Mas por que há vacinados que morrem?
Embora grande parte da população tenha aderido à vacinação no país, um pequeno grupo ainda tem receio e dúvidas sobre seus efeitos no mundo real. As pesquisas mais recentes, com mais de um ano a partir dos primeiros testes, mostram que os imunizantes protegem o indivíduo contra o agravamento da doença e, em alguns casos, induzem a um comportamento de transmissão diferente em relação aos não vacinados. Porém, a circulação do coronavírus ainda dá sustentação ao alto número de casos diários. As notas técnicas mais recentes do Covidímetro – instrumento de avaliação da situação epidemiológica produzido pela UFRJ – mostram que, no estado do Rio de Janeiro, a taxa de contágio ainda é superior a 1,19, com risco moderado/alto.
Recentemente, as mortes e internações por covid-19 de pessoas totalmente vacinadas, entre elas de famosos como o ator Tarcísio Meira e o compositor Nelson Sargento, fizeram surgir boatos sobre a ineficácia dos imunizantes. Werneck destaca que os óbitos não são totalmente inesperados, já que a vacina não é uma proteção completa – e tende a ter sua efetividade reduzida no grupo de idosos –, e a taxa de transmissão do Sars-CoV-2 ainda está em alta.
“É natural que você acabe tendo mais doenças em indivíduos vacinados, porque, com o avanço da imunização, praticamente não há pessoas não vacinadas. Quem não está vacinado corre muito mais risco, mas esses são poucos. Então, quando você vai ver no ambulatório, na enfermaria e no Centro de Tratamento Intensivo, pode ficar impressionado por ter muitas pessoas vacinadas – mas essa é a maior parte da população agora. É natural que isso aconteça. No entanto, o risco de desenvolver forma grave é muito maior em quem não foi vacinado”, destaca.
O fato de notícias recorrentes indicarem que “não vacinados são metade dos hospitalizados por covid-19” não significa que a vacinação não funciona.
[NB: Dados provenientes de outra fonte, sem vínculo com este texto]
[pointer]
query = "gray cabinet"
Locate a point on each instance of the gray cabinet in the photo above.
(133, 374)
Pelo contrário: é preciso avaliar a quantidade relativa do número de hospitalizados dentro dos grupos de vacinados e não vacinados. Eventualmente, com uma cobertura vacinal próxima dos 100%, todos os hospitalizados por covid-19 já terão sido imunizados.
Avançar com a imunização é preciso
Com a cobertura vacinal de mais de 72% da população com a primeira dose e pouco mais de 45% com a imunização completa, o Brasil aplica, agora, a dose de reforço em idosos, imunossuprimidos e profissionais da saúde, além da vacinação de adolescentes de até 12 anos.
As pesquisas realizadas pela farmacêutica Pfizer mostraram que seu imunizante é seguro para os adolescentes, sendo a única a ter aprovação da Anvisa para utilização nessa faixa etária em todo o território nacional. Recentemente o Ministério da Saúde (MS) suspendeu a aplicação das doses desse grupo, para investigar se um óbito poderia ter ocorrido por complicações após a vacinação. Porém, após a conclusão de que a fatalidade se deu por uma doença prévia, o MS voltou atrás e retomou a imunização dos adolescentes.
Em setembro, a Pfizer divulgou que sua vacina também se mostrou eficaz e segura para crianças entre 5 e 11 anos, mas nenhum país começou a imunização desse público, aguardando a divulgação de mais estudos. Apenas Cuba vacina crianças menores de 12 anos atualmente, com o imunizante Soberana.
Werneck enfatiza que, embora crianças e adolescentes tenham menos risco de desenvolver a forma mais grave da doença, o risco ainda é considerável. Além disso, eles também participam da cadeia de transmissão do vírus.
“É possível que eles transmitam menos também, mas, se pensarmos na necessidade de algum grau de imunidade coletiva, principalmente para reduzir a transmissão, então precisaremos de alta cobertura vacinal em toda a população, e crianças e adolescentes são um grupo essencial para alcançar essa meta”, conclui.
A pandemia ainda não acabou. Mesmo vacinado, mantenha todos os cuidados para ajudar na sua proteção, de seus entes queridos e de toda a população.